ディネスも十年前に誰もいないこの広大な森に移り住んでいた。
また魔女は生活のために時々外に出て自分で作った物を売ったりしている。
ディネスも薬草を煎じて作った薬を年に数度、町や村に出向いて売っていた。
その時に知り合ったのがロイであった。
魔女を好きになる変わり者、でも心から自分のことを愛してくれているロイにディネスも心惹かれた。

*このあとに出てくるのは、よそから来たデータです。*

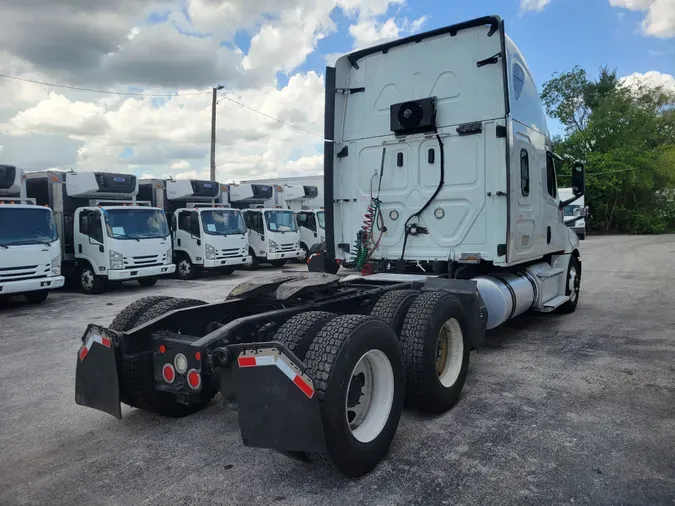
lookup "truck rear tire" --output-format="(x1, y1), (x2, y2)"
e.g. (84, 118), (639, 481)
(110, 296), (216, 418)
(556, 255), (581, 314)
(79, 265), (106, 295)
(136, 276), (157, 287)
(244, 248), (260, 271)
(110, 295), (173, 332)
(23, 290), (49, 304)
(401, 292), (471, 413)
(273, 311), (337, 462)
(305, 315), (405, 477)
(220, 265), (234, 276)
(370, 290), (420, 336)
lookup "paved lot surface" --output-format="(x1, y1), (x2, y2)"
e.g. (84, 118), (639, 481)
(0, 236), (675, 505)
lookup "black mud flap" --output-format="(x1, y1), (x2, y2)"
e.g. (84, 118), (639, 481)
(75, 325), (122, 418)
(230, 343), (326, 453)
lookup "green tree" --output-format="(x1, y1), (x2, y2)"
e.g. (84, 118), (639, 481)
(542, 67), (675, 233)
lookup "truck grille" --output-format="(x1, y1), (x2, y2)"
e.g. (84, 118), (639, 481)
(217, 248), (243, 260)
(0, 264), (51, 283)
(124, 253), (166, 269)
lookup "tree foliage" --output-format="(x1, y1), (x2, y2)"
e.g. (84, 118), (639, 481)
(542, 67), (675, 233)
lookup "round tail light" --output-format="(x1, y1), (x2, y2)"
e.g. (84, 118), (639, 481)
(162, 364), (176, 383)
(188, 369), (202, 390)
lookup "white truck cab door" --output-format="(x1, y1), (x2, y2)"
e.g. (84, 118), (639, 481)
(73, 208), (110, 274)
(244, 211), (267, 256)
(173, 209), (204, 264)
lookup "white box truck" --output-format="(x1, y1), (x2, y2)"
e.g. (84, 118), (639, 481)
(559, 188), (588, 241)
(26, 170), (176, 294)
(139, 179), (251, 279)
(0, 165), (64, 303)
(229, 184), (302, 269)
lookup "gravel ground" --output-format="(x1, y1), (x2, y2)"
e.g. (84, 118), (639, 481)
(0, 236), (675, 505)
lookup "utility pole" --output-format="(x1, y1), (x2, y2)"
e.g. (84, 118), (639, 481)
(211, 85), (223, 181)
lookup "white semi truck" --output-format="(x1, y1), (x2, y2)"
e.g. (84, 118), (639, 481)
(139, 179), (251, 279)
(0, 165), (64, 303)
(75, 16), (584, 476)
(229, 184), (303, 269)
(558, 188), (588, 241)
(296, 209), (326, 262)
(26, 170), (176, 294)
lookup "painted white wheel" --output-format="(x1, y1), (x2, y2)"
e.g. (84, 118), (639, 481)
(567, 265), (579, 302)
(345, 350), (394, 443)
(178, 259), (192, 276)
(80, 269), (96, 290)
(436, 318), (464, 388)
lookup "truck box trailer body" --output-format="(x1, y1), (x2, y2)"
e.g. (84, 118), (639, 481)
(139, 179), (250, 279)
(76, 16), (584, 476)
(26, 170), (176, 294)
(242, 176), (324, 211)
(0, 165), (64, 303)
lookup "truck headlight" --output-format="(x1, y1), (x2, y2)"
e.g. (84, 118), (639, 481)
(52, 255), (61, 276)
(110, 250), (124, 271)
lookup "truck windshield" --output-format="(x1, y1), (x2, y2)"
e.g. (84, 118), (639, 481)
(265, 211), (298, 232)
(0, 208), (59, 247)
(200, 209), (246, 235)
(563, 205), (579, 216)
(104, 207), (169, 239)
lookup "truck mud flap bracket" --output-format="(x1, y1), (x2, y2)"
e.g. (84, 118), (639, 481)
(75, 325), (122, 418)
(231, 343), (326, 453)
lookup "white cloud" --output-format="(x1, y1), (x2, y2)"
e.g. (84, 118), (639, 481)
(0, 0), (426, 181)
(520, 0), (551, 12)
(609, 0), (675, 38)
(349, 16), (427, 49)
(621, 70), (675, 93)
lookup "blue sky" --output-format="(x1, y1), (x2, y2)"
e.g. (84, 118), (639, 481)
(0, 0), (675, 181)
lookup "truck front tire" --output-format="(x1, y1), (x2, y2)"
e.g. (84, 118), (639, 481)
(176, 255), (197, 280)
(79, 264), (106, 295)
(401, 292), (471, 413)
(305, 315), (405, 477)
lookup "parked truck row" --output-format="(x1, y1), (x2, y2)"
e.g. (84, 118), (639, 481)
(75, 16), (585, 476)
(0, 170), (325, 302)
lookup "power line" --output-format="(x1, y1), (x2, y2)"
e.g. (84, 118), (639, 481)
(0, 70), (323, 139)
(558, 169), (636, 177)
(0, 74), (211, 97)
(221, 97), (323, 139)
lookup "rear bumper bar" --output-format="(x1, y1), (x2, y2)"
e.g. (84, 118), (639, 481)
(108, 264), (176, 281)
(0, 276), (65, 295)
(75, 324), (326, 453)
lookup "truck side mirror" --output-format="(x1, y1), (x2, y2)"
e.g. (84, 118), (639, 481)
(80, 216), (90, 235)
(572, 163), (586, 197)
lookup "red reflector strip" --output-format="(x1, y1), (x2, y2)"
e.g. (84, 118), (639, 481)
(237, 350), (314, 399)
(293, 375), (314, 399)
(239, 357), (256, 367)
(80, 334), (112, 362)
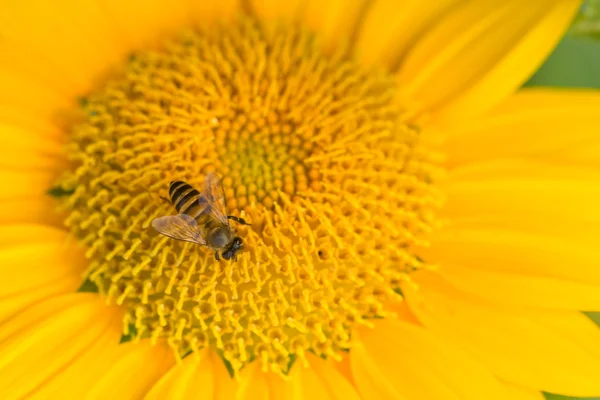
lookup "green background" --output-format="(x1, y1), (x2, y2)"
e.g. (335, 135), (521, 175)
(525, 0), (600, 400)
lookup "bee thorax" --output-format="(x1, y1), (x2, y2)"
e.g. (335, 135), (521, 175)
(207, 227), (232, 249)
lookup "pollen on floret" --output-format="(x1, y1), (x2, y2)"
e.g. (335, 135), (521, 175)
(55, 19), (440, 373)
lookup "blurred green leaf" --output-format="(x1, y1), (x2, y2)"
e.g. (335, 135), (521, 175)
(525, 36), (600, 88)
(525, 6), (600, 400)
(569, 0), (600, 39)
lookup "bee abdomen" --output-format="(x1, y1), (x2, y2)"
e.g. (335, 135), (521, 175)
(169, 181), (200, 214)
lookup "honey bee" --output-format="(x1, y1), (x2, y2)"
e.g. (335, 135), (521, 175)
(152, 173), (250, 261)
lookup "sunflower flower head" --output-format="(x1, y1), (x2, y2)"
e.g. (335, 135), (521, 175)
(60, 18), (440, 374)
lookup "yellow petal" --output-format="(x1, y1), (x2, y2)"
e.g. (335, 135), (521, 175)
(249, 0), (306, 21)
(304, 0), (368, 52)
(31, 336), (173, 400)
(398, 0), (580, 120)
(0, 224), (85, 321)
(282, 354), (360, 400)
(0, 293), (121, 398)
(440, 159), (600, 244)
(355, 0), (459, 68)
(422, 222), (600, 311)
(235, 362), (290, 400)
(145, 350), (237, 400)
(0, 122), (66, 171)
(0, 0), (115, 97)
(350, 319), (507, 400)
(434, 260), (600, 310)
(0, 195), (64, 227)
(504, 382), (545, 400)
(190, 0), (242, 22)
(0, 103), (64, 135)
(81, 340), (175, 399)
(403, 272), (600, 396)
(0, 169), (56, 200)
(0, 68), (72, 118)
(444, 89), (600, 167)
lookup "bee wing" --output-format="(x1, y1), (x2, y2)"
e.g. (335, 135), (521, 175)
(152, 214), (206, 245)
(198, 172), (229, 226)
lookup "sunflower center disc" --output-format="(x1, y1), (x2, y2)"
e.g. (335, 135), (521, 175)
(61, 19), (439, 373)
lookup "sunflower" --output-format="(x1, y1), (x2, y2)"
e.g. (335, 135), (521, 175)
(0, 0), (600, 400)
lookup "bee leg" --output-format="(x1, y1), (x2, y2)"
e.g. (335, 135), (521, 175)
(227, 215), (250, 225)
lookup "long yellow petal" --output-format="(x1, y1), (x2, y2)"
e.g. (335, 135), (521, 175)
(304, 0), (369, 53)
(145, 350), (237, 400)
(0, 122), (66, 171)
(0, 195), (64, 227)
(0, 293), (120, 398)
(31, 338), (173, 400)
(403, 272), (600, 396)
(290, 354), (360, 400)
(86, 340), (175, 400)
(443, 89), (600, 167)
(504, 382), (545, 400)
(235, 362), (296, 400)
(440, 159), (600, 244)
(249, 0), (306, 22)
(0, 224), (85, 321)
(398, 0), (580, 120)
(355, 0), (460, 68)
(350, 319), (507, 400)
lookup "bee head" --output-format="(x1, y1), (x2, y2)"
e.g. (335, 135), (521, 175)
(223, 236), (244, 260)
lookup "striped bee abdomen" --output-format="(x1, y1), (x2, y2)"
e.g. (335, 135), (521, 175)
(169, 181), (207, 218)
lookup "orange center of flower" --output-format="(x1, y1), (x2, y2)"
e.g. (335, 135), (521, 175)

そして二人は結婚したのだが、魔女と結婚したことによって夫であるロイは町を追われた。
彼の住んでいた町でも魔女は忌み者と思われており、結婚などもってのほかだったからだ。
「キミと一緒なら僕は幸せだよ」
そう言ってくれるロイが嬉しかった。
それからしばらく放浪していた二人がようやく見つけたのが、この森だったのだ。
二人は広大な森の中心に小さな家を建てて住み始めた。
深き森の中心なら他の人と関わることがないと思ったからだ。
森は薬草の宝庫だった。ディネスは薬草から色々な薬を作り、それを時々町や村に売りに出掛けることで生計を立てていた。
ロイは猟をしたり畑を耕したりして全ての家事をしてくれる。それに甘えながらもディネスは魔法の研究に没頭していた。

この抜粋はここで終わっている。